Tuesday, December 29, 2009

Italian Rosemary Bread

As mentioned in our earlier blog, today we tried baking an Italian rosemary bread. We were amazed by the outcome as we did know what to expect. The bread is soft and tender... kind of melt in your mouth texture. This is our first non-artisan bread. The only mistake we made was to be too artistic and cut a cross on top of the loaf before putting it into the oven. Subsequently, we learned that for non-artisan bread, it was not necessary to do so as it will not crack and open up. Anyhow, it is a blessing in disguise and the bread turn out unique in it's own way.

Besides, we also learned that brushing loaf with some egg before putting into the oven gives the bread an appealing shiny look. Don't you think so?

Now, here you go the recipe:

Italian Rosemary Bread

  • 1 1/2 tbsp white sugar
  • 1 1/2 cups warm water
  • 1 1/2 tsps active dry yeast
  • 1/2 tsp salt
  • 1 tbsp butter, softened
  • 1 tbsp chopped fresh rosemary
  • 1/2 tsp Italian seasoning
  • 1 1/2 cups bread flour
  • 1 tsp olive oil
  • 1/2 egg beaten
  • 1/4 cup cornmeal for dusting
  1. Dissolve sugar in warm water in a medium size bowl.
  2. Mix yeast into the sugary warm water and leave it aside for 4 minutes.
  3. Add in salt, butter, 3/4 of the rosemary and the Italian seasoning. Blend well.
  4. Mix in 1 cup of bread flour and slowly add in the remaining bread flour gradually.
  5. Knead the dough for 5-8 minutes.
  6. Shape the dough into a dome shape loaf.
  7. Coat inside a large bowl with the olive oil.
  8. Place the dome-shaped loaf inside the large bowl and cover it.
  9. Allow it to rise until it is doubled for 1 hour in a warm environment.
  10. After an hour, remove the dough from the bowl and place it on a lightly floured table and punch it down to release air.
  11. Shape the dough back into a dome shape loaf and place on a cornmeal dusted parchment paper.
  12. Allow it to rise until it is doubled for another 1 hour in a warm environment.
  13. Preheat oven to 375 degrees F/190 degrees C.
  14. Brush loaf with egg and sprinkle the top with the remaining rosemary.
  15. Bake 18-20 minutes in the preheated oven, or until golden brown.
Enjoy baking......

Project of the week - Rosemary Breads

Since we have a lot fresh rosemary herb left over from the Xmas Eve dinner, our project for this week is none other than rosemary breads.
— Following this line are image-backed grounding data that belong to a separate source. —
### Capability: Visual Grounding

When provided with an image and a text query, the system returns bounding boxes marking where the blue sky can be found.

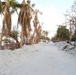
[1,0,75,37]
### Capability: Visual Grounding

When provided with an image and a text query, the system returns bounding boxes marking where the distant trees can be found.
[41,30,50,41]
[51,25,70,41]
[56,25,70,40]
[64,1,76,41]
[43,31,48,38]
[52,0,76,43]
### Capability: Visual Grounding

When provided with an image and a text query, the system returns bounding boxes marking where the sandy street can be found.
[0,42,76,75]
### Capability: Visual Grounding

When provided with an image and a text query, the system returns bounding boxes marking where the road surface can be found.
[0,42,76,75]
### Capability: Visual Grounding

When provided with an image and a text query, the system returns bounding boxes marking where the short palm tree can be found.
[32,9,42,43]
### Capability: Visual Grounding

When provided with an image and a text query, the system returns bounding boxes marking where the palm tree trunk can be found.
[20,31,24,48]
[69,23,72,42]
[74,26,76,46]
[0,33,2,49]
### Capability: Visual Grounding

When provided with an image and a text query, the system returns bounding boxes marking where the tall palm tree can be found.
[18,0,33,47]
[0,0,2,48]
[0,0,20,47]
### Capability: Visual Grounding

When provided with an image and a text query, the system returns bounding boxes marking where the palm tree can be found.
[36,24,42,43]
[17,0,34,47]
[2,0,19,36]
[0,0,2,47]
[31,9,42,43]
[0,0,42,49]
[0,33,2,49]
[0,0,20,47]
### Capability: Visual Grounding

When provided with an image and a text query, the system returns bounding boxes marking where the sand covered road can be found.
[0,42,76,75]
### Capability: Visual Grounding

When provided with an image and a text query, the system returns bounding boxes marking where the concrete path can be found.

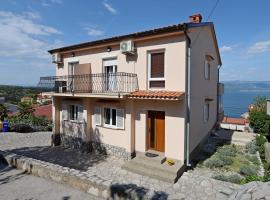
[214,129,256,145]
[0,162,102,200]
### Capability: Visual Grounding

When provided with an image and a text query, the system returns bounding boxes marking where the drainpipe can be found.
[216,65,222,126]
[183,24,192,167]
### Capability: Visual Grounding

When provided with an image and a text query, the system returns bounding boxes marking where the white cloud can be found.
[85,27,104,36]
[220,45,233,53]
[103,1,117,14]
[248,40,270,54]
[41,0,62,7]
[0,10,62,59]
[23,11,41,19]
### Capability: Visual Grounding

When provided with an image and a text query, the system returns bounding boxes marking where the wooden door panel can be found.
[155,112,165,152]
[147,111,165,152]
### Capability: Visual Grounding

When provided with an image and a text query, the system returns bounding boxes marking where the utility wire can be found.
[192,0,220,46]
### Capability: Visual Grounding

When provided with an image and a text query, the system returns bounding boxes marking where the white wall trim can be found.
[66,57,79,63]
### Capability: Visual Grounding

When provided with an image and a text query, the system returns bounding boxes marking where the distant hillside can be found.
[223,81,270,92]
[0,85,41,104]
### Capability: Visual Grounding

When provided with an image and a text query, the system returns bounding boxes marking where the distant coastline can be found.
[223,81,270,118]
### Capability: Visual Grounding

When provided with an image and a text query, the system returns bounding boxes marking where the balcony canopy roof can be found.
[127,90,185,100]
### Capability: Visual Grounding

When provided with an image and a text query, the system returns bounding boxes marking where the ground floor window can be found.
[102,107,124,129]
[67,104,83,121]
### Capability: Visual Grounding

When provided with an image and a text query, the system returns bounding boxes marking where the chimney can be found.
[189,13,202,23]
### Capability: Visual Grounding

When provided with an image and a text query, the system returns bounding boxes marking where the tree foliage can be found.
[249,96,270,136]
[0,104,7,121]
[18,102,34,117]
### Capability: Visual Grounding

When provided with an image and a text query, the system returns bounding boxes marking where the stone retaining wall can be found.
[60,134,133,160]
[0,150,110,199]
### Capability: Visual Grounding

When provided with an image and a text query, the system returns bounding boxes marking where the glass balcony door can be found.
[68,62,79,92]
[103,58,117,92]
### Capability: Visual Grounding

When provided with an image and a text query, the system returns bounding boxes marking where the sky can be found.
[0,0,270,86]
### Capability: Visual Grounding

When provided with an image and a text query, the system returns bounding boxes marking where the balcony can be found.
[37,72,138,95]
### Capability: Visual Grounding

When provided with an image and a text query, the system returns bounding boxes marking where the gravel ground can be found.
[0,162,103,200]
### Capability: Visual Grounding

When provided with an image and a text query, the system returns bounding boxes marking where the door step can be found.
[122,153,185,183]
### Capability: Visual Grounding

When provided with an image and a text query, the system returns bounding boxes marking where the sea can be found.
[223,90,270,118]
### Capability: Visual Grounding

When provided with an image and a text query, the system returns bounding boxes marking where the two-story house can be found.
[38,14,224,182]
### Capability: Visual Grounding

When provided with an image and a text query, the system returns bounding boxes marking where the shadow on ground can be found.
[5,146,108,171]
[110,183,168,200]
[0,156,27,186]
[191,129,235,167]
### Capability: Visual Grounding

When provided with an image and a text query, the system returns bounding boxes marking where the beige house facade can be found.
[39,14,224,165]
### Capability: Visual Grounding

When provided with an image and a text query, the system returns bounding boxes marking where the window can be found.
[68,105,83,121]
[204,102,210,122]
[148,51,165,88]
[204,60,210,80]
[103,107,124,129]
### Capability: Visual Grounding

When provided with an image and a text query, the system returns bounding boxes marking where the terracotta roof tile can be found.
[33,104,52,120]
[222,117,248,125]
[127,90,184,100]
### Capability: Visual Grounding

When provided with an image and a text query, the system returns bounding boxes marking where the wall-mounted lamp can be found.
[107,47,112,52]
[71,52,75,57]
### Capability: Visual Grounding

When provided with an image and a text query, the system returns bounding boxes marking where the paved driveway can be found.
[0,162,102,200]
[0,131,239,199]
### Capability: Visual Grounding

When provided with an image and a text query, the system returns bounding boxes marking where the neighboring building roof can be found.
[33,104,52,120]
[222,117,248,125]
[127,90,184,100]
[48,22,221,65]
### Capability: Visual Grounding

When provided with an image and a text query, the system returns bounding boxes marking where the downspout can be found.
[216,65,222,125]
[183,24,192,167]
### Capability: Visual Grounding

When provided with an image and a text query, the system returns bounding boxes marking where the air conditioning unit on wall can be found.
[120,40,135,55]
[52,53,62,64]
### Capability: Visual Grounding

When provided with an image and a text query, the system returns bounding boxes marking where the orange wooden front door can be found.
[147,111,165,152]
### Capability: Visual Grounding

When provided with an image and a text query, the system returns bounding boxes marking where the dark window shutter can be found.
[151,52,164,78]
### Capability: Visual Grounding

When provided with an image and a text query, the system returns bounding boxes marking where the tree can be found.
[0,104,7,121]
[18,102,34,117]
[249,96,270,136]
[253,96,267,112]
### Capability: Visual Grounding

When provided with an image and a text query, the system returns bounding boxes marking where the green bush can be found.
[218,155,233,165]
[239,165,258,176]
[8,115,52,132]
[204,158,224,168]
[255,134,267,159]
[217,145,237,157]
[245,155,260,166]
[213,174,242,184]
[240,175,263,184]
[246,141,258,154]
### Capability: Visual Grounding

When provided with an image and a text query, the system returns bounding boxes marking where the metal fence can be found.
[37,72,138,94]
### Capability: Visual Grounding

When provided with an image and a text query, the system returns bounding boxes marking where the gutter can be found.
[183,24,192,167]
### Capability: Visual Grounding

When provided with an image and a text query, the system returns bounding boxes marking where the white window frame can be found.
[103,107,117,128]
[147,49,165,89]
[203,102,210,123]
[68,104,84,122]
[103,107,124,130]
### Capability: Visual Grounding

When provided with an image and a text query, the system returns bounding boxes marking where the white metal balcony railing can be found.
[37,72,139,94]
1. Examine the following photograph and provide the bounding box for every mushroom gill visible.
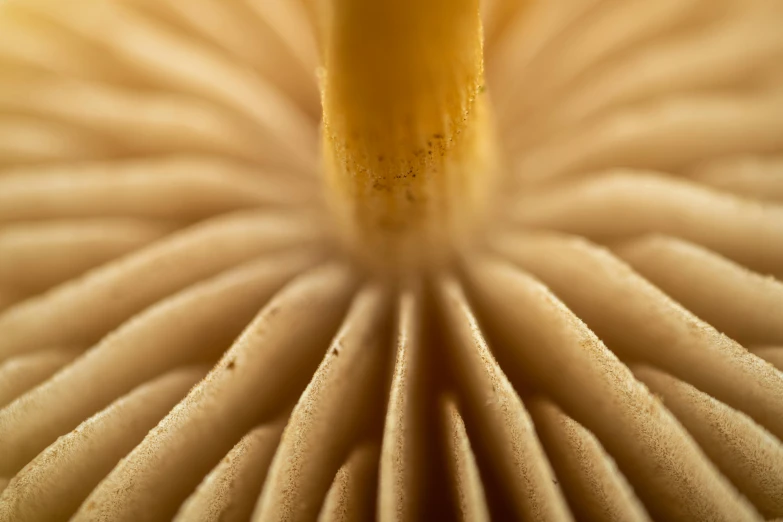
[0,0,782,521]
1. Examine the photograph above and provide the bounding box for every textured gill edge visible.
[253,284,390,522]
[0,155,315,223]
[614,235,783,345]
[0,366,207,522]
[378,288,426,522]
[634,365,783,519]
[174,419,286,522]
[0,219,176,295]
[317,443,380,522]
[462,254,760,521]
[508,172,783,277]
[526,397,651,522]
[491,233,783,439]
[440,396,490,522]
[435,274,573,522]
[512,92,783,182]
[0,211,323,360]
[70,263,356,522]
[0,248,323,476]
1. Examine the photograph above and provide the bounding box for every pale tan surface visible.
[254,285,389,522]
[377,290,426,522]
[463,256,759,521]
[509,173,783,276]
[527,398,651,522]
[0,211,323,361]
[493,233,783,441]
[0,219,174,295]
[71,264,355,522]
[0,367,206,522]
[0,78,277,163]
[175,420,286,522]
[691,155,783,202]
[752,347,783,372]
[506,11,783,151]
[0,289,22,314]
[12,0,318,174]
[317,443,380,522]
[498,0,703,135]
[0,117,115,167]
[440,396,490,522]
[0,348,80,408]
[513,92,783,183]
[437,275,573,522]
[0,156,314,222]
[0,249,323,475]
[615,235,783,345]
[634,365,783,518]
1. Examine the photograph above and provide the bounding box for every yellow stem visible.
[322,0,498,272]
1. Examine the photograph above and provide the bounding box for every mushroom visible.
[0,0,781,521]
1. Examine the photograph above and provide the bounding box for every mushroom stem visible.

We are currently experimenting with 2 different types of rosemary breads:
  • Walnut Raisin Rosemary Bread; and
  • Italian Rosemary Bread.
Still awaiting for the breads to rise. As what Peter Reinhart mentioned in "The art of baking bread" in (, may our baking fortunes be showered with the ol' baker's blessing - May the crust be crisp and the bread always rise!

We will update again as soon the breads are out from the oven. Keep posted!

The 3 Elements of Bread Baking

The 3 most important elements in baking a loaf of bread is none other than:
  • Ingredients;
  • Temperature; and
  • Timing.
By mastering these 3 elements, you can create all kind of breads. We have just started embarking on our journey to master the art of baking. Along the journey, we will share our experiences here in this blog. Wish us luck!

Saturday, December 26, 2009

Our Very First Loaf

My wife and I, we're bread lovers. Yes we enjoy our bread very much.
We would buy about at least 2 loafs every week, if not 2 and 1/2. We'll use it for various things - either for sandwich or with butter and jam.
So we figured what better things to learn than to make your own bread. This we did. So we embarked on making our first loaf not very long ago and as you can see below is the picture of the end result.

It may not be much, but it tasted just like other breads we've bought out there.
To make your basic loaf like did, there are 4 key ingredients
  1. Salt
  2. Flour - we used all purpose white flour for now
  3. Water (lukewarm)
  4. Yeast
The steps are pretty simple too. You'll need to:
  1. Mix your yeast with the water.
  2. Then simply mix the salt and flour.
  3. Then stir until you get a wet dough mixture.
  4. Simply leave the dough covered for about 2 hours to allow it to rise.
  5. Then, once it has risen, you'll need to knead the dough a little. Add flour (if necessary) to avoid it being sticky to your fingers.
  6. Shape it according to whimps and fancy. Allow it to rest for another 1/2 hour.
  7. Then simply cut any design of your liking at the top of the dough. The idea is to allow a crack for the dough to expand when baking it.
  8. Once you've done that, simply place the dough onto a tray (with a parchment paper beneath it).
  9. As for your oven, you should have already set it to pre-heat at 350F. Then place the tray into your over, whist you place a smaller tray with water below in the oven as well (to allow for moisture in the oven during the baking process).
  10. Bake the bread for 40 minutes. Of course, check it from time to time to see if its ready as some oven may be hotter than others.

Prologue (prō'lôg', -lŏg')

Hi All,

We decided to start a new blog called Bedtime bakers. Why the name? Well, we love baking things and the weirdest thing about our baking habit is that we often find ourselves baking at night. Well, although we've been doing it for awhile, we've just decided to start writing down our exploits only recently. Thus, we're not too sure how this would continue, but we hope we'll be able to pursue and maintain some form of discipline in updating this blog from time to time, especially when just completing a crazy baking session.

So that being said, let the craziness begin and hope we'll be able to share our thoughts with like-minded folks out there as well.